Creating API Keys in Umbrella and OpenAI

Umbrella

  1. Login to Umbrella.
  2. Navigate to Admin -> API Keys.
  3. Press the Add button in the upper right corner of the screen.
  4. Give the API Key a Name and Grant Scope Access as follows:
    • Policies / Destinations: Read/Write
    • Reports / Granular Events: Read-Only
    • Policies / Destination Lists: Read/Write
  5. Copy the API Key and Key Secret to config.yaml.

Poncho

OpenAI

  1. Login to your OpenAI Account.
  2. Navigate to API Keys (https://platform.openai.com/api-keys).
  3. Press Create new secret key.
  4. Enter a name for the new key and then press Create secret key.
  5. Copy the key and place it in config.yaml.

Poncho

FAQ

  1. How much does it cost to use OpenAI with Poncho?
    • Usage costs will vary based on the number of uncategorized sites Poncho finds in your Umbrella logs.

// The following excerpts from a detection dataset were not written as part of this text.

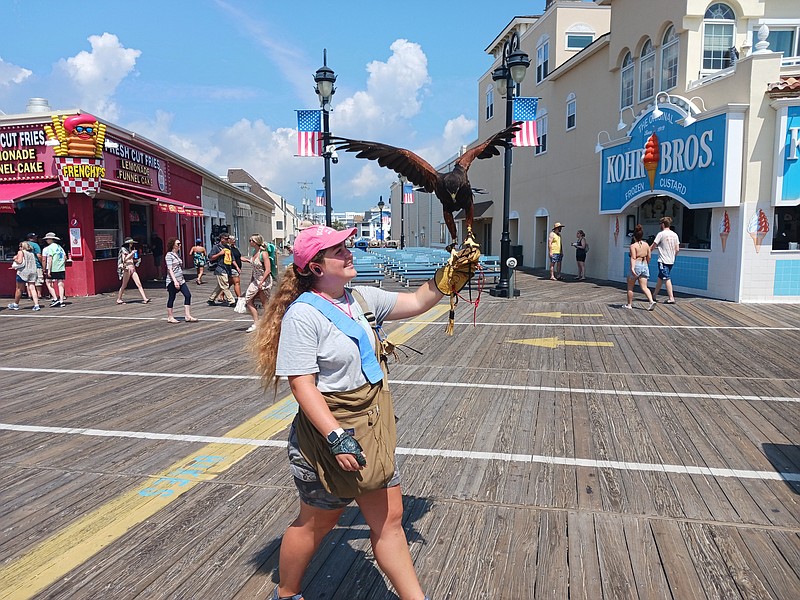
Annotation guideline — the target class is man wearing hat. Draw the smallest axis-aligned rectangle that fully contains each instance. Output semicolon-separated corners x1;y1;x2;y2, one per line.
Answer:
547;221;564;281
42;231;67;308
27;232;44;297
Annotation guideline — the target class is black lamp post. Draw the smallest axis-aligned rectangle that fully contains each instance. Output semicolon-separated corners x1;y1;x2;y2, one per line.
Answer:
378;196;386;242
489;31;531;298
397;175;406;250
314;49;336;227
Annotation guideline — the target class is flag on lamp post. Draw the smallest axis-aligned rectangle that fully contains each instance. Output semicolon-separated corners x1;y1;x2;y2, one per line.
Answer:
297;110;322;156
512;98;539;146
403;185;414;204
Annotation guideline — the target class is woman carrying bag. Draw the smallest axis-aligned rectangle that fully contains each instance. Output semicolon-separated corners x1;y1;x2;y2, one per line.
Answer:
117;238;150;304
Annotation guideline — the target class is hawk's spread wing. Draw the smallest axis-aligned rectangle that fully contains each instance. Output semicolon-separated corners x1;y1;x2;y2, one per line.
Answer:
456;123;520;171
331;137;438;193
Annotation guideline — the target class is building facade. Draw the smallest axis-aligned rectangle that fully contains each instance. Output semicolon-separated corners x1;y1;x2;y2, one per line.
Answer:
0;99;270;296
406;0;800;302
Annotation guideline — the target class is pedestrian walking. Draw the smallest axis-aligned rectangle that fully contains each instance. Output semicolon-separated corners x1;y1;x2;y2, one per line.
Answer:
244;234;275;333
572;229;589;281
165;238;197;323
150;231;164;281
228;235;242;298
117;237;150;304
189;238;208;285
42;231;67;308
547;222;564;281
8;241;42;311
255;225;462;600
26;232;47;298
650;217;681;304
206;233;236;307
622;224;656;310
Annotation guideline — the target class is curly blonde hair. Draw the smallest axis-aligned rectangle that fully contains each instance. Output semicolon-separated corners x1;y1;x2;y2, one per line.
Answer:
252;250;325;387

Currently, Poncho is set to use the inexpensive gpt-3.5-turbo-0125 model. This model costs about $0.0005 per 1K tokens. By default, Poncho uses no more than 255 tokens per site lookup. Poncho will only query OpenAI for new sites not already in the internal Poncho database.
  2. How accurate is OpenAI analysis?
    • This is dependent on the websites Poncho finds as uncategorized in your Umbrella logs. By default, Poncho is set to input a maximum of 250 tokens which may not be a complete website. While in testing, this number seems sufficient, you may have to adjust the token size in config.yaml to have OpenAI review more of a website and return more accurate results. Also, the analysis of a website with OpenAI is meant to guide an administrator on which uncategorized sites to focus on, not be the be-all, end-all opinion on what a website may contain for content.
  3. Is the Poncho DB backed up?
    • No, as Poncho uses SQLite3, there is a DB file (data/poncho.db) that gets created when poller.py runs. A backup of this file is recommended if you wish to restore from a lost or deleted DB file.

Authors

  • Nick Ciesinski

License

Copyright 2024 Cisco Systems, Inc. or its affiliates

Licensed under the Apache License, Version 2.0 (the "License"); you may not use this file except in compliance with the License. You may obtain a copy of the License at

http://www.apache.org/licenses/LICENSE-2.0

Unless required by applicable law or agreed to in writing, software distributed under the License is distributed on an "AS IS" BASIS, WITHOUT WARRANTIES OR CONDITIONS OF ANY KIND, either express or implied. See the License for the specific language governing permissions and limitations under the License.